Religion
- Affiliation: Sunni Islam
- Ecclesiastical or organizational status: Mosque
- Status: Active

Location
- Location: Qua-ye-Markaz, Kabul
- Country: Afghanistan
- Interactive map of Gaza Mosque
- Administration: Ministry of Hajj and Religious Affairs
- Coordinates: 34°31′45″N 69°09′32″E﻿ / ﻿34.5291°N 69.1590°E

Architecture
- Type: Mosque
- Style: Islamic architecture
- Funded by: Habibuddin Rezayi
- Completed: 2025
- Capacity: 500 worshippers

= Gaza Mosque =

Mosque in Kabul, Afghanistan

The Gaza Mosque is a Sunni mosque located in the Qua-ye-Markaz area of Kabul, the capital of Afghanistan, near the city's famous carpet market.

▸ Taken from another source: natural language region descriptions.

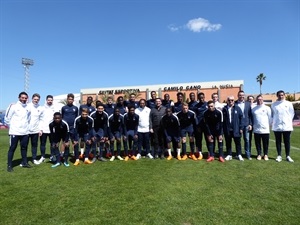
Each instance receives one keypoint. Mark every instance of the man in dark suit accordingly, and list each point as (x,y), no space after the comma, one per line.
(247,121)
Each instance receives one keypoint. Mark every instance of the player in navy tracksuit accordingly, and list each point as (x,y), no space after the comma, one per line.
(83,132)
(188,121)
(166,102)
(171,127)
(193,102)
(69,113)
(100,130)
(59,131)
(178,105)
(213,120)
(132,102)
(110,106)
(115,131)
(91,109)
(88,105)
(200,108)
(131,122)
(121,105)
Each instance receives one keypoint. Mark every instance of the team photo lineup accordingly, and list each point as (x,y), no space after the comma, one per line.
(157,128)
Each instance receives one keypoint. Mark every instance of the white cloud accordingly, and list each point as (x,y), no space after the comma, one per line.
(196,25)
(200,24)
(173,28)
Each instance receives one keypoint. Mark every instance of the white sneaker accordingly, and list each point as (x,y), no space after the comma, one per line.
(150,156)
(36,162)
(42,159)
(278,159)
(229,157)
(289,159)
(240,158)
(120,158)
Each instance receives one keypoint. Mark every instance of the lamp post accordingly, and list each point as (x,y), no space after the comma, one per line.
(27,62)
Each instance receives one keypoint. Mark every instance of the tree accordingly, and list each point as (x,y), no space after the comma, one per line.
(259,79)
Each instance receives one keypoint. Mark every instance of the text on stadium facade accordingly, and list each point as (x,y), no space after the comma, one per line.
(121,91)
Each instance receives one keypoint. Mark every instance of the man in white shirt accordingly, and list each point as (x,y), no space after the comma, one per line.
(17,118)
(35,129)
(282,125)
(262,119)
(143,128)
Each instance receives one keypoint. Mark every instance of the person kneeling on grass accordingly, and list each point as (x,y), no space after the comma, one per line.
(83,128)
(59,131)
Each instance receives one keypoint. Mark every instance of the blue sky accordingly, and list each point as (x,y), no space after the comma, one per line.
(92,44)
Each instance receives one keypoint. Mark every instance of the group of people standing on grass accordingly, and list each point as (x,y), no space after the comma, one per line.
(151,127)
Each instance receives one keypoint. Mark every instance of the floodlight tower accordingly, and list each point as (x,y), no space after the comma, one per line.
(26,62)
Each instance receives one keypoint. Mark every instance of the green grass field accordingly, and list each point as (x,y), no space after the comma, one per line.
(153,191)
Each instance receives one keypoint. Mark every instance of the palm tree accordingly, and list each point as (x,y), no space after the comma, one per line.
(259,79)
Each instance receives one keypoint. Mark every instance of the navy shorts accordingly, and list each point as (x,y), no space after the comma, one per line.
(187,130)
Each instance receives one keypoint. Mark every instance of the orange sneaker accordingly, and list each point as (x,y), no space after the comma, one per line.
(87,161)
(184,157)
(210,159)
(200,156)
(193,157)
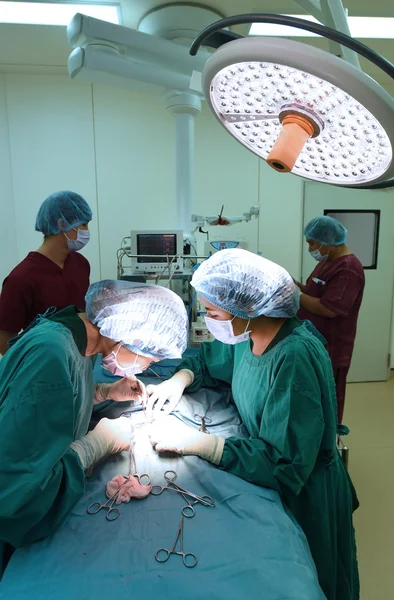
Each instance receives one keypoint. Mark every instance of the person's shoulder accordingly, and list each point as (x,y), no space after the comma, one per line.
(346,265)
(303,341)
(21,275)
(355,264)
(49,336)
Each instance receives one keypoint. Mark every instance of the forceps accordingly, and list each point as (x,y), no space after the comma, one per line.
(163,554)
(203,420)
(188,510)
(170,477)
(108,506)
(133,469)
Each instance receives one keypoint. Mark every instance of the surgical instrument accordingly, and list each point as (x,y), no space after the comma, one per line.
(108,506)
(170,477)
(203,420)
(133,469)
(163,554)
(188,510)
(158,489)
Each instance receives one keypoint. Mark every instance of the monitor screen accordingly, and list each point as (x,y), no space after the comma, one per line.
(161,244)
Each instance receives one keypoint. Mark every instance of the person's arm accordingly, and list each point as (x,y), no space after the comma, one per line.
(315,306)
(291,430)
(212,366)
(5,337)
(300,285)
(15,300)
(41,477)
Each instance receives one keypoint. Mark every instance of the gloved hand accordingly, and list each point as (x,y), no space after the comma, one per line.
(108,437)
(126,389)
(170,390)
(171,435)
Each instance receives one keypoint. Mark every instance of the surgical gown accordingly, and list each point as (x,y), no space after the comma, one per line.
(46,399)
(286,399)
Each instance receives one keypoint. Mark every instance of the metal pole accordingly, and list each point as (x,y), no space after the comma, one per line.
(185,107)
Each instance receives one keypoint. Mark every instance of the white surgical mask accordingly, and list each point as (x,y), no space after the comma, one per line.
(83,236)
(224,332)
(318,256)
(110,363)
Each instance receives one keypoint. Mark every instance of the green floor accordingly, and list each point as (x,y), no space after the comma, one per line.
(369,413)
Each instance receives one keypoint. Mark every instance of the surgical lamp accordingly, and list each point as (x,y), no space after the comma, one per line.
(300,108)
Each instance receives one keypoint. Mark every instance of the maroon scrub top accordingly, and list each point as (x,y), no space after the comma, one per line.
(38,283)
(339,284)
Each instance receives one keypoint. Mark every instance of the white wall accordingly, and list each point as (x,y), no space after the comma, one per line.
(8,239)
(117,149)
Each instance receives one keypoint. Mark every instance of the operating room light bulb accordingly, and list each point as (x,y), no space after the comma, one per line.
(352,146)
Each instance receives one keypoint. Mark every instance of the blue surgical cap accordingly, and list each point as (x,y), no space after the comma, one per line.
(149,320)
(326,231)
(246,285)
(61,212)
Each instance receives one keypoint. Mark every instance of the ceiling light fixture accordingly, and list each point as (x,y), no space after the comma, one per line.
(302,109)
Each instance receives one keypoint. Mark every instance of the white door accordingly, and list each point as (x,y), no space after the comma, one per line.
(371,357)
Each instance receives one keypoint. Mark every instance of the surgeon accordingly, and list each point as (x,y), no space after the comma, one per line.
(56,274)
(47,396)
(332,296)
(282,384)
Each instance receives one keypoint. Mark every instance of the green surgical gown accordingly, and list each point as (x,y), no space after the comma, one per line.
(46,400)
(286,399)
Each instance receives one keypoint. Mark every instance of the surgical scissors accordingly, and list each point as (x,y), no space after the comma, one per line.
(203,420)
(170,477)
(108,506)
(133,469)
(188,510)
(187,557)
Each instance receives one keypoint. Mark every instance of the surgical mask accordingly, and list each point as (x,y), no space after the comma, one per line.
(83,236)
(224,332)
(318,256)
(110,363)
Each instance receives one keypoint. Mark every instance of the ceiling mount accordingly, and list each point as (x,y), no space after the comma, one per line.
(179,23)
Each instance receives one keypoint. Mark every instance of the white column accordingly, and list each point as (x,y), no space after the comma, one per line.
(185,107)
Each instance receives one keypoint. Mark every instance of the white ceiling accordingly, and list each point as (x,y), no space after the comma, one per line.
(22,46)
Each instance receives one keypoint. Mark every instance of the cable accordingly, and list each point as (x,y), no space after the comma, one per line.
(326,32)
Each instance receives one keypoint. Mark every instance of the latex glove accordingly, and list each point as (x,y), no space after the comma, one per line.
(171,435)
(170,390)
(126,389)
(108,437)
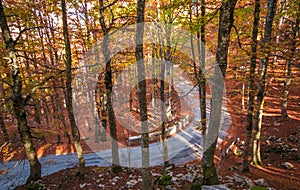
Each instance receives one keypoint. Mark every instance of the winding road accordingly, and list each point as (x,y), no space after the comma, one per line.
(183,147)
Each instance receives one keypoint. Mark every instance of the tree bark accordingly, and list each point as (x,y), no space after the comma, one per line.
(225,24)
(3,128)
(19,102)
(108,85)
(262,73)
(69,101)
(142,94)
(251,88)
(287,82)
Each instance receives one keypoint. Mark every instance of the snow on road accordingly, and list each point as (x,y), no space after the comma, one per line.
(183,147)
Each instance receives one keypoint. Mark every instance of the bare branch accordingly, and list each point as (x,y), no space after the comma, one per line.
(25,30)
(38,86)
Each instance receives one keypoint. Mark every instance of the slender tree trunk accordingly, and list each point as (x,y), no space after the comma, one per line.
(288,71)
(68,62)
(108,85)
(201,43)
(142,94)
(263,68)
(19,102)
(3,128)
(225,24)
(162,106)
(251,90)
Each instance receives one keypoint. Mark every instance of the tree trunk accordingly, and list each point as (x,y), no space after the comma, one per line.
(3,128)
(251,94)
(263,68)
(108,85)
(19,102)
(225,24)
(287,82)
(68,62)
(201,52)
(142,94)
(162,107)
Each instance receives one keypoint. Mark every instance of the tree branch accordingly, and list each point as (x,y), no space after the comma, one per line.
(38,86)
(25,30)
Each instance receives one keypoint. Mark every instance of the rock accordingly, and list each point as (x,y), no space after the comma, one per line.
(215,187)
(288,165)
(82,185)
(101,186)
(155,174)
(229,179)
(170,174)
(174,179)
(100,175)
(115,179)
(243,180)
(131,183)
(188,177)
(261,182)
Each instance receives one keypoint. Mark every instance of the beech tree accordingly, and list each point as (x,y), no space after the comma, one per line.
(108,85)
(225,24)
(262,73)
(69,101)
(139,55)
(251,87)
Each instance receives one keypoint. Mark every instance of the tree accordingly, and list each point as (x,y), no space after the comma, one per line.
(225,24)
(108,85)
(139,55)
(69,101)
(288,70)
(18,99)
(251,94)
(262,73)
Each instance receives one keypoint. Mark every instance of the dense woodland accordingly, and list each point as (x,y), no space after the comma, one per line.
(44,44)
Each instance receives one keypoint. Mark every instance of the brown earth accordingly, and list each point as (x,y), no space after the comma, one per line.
(274,128)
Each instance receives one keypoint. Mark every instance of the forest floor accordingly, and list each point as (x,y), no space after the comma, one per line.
(280,170)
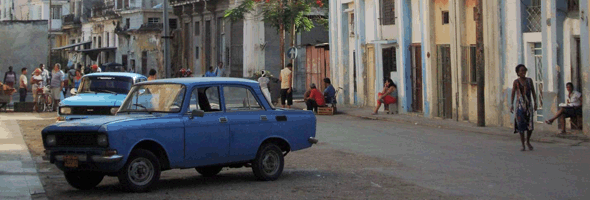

Inaugurated on 11 January 2025, the mosque was named after Gaza in order to express solidarity with the Palestinian people and honor the soldiers and victims of Gaza war. The two-story mosque, which can accommodate approximately 500 worshippers, was built using public donations on land provided by the Kabul municipality. Habibuddin Rezayi, a businessman, led the fundraising efforts to construct the mosque.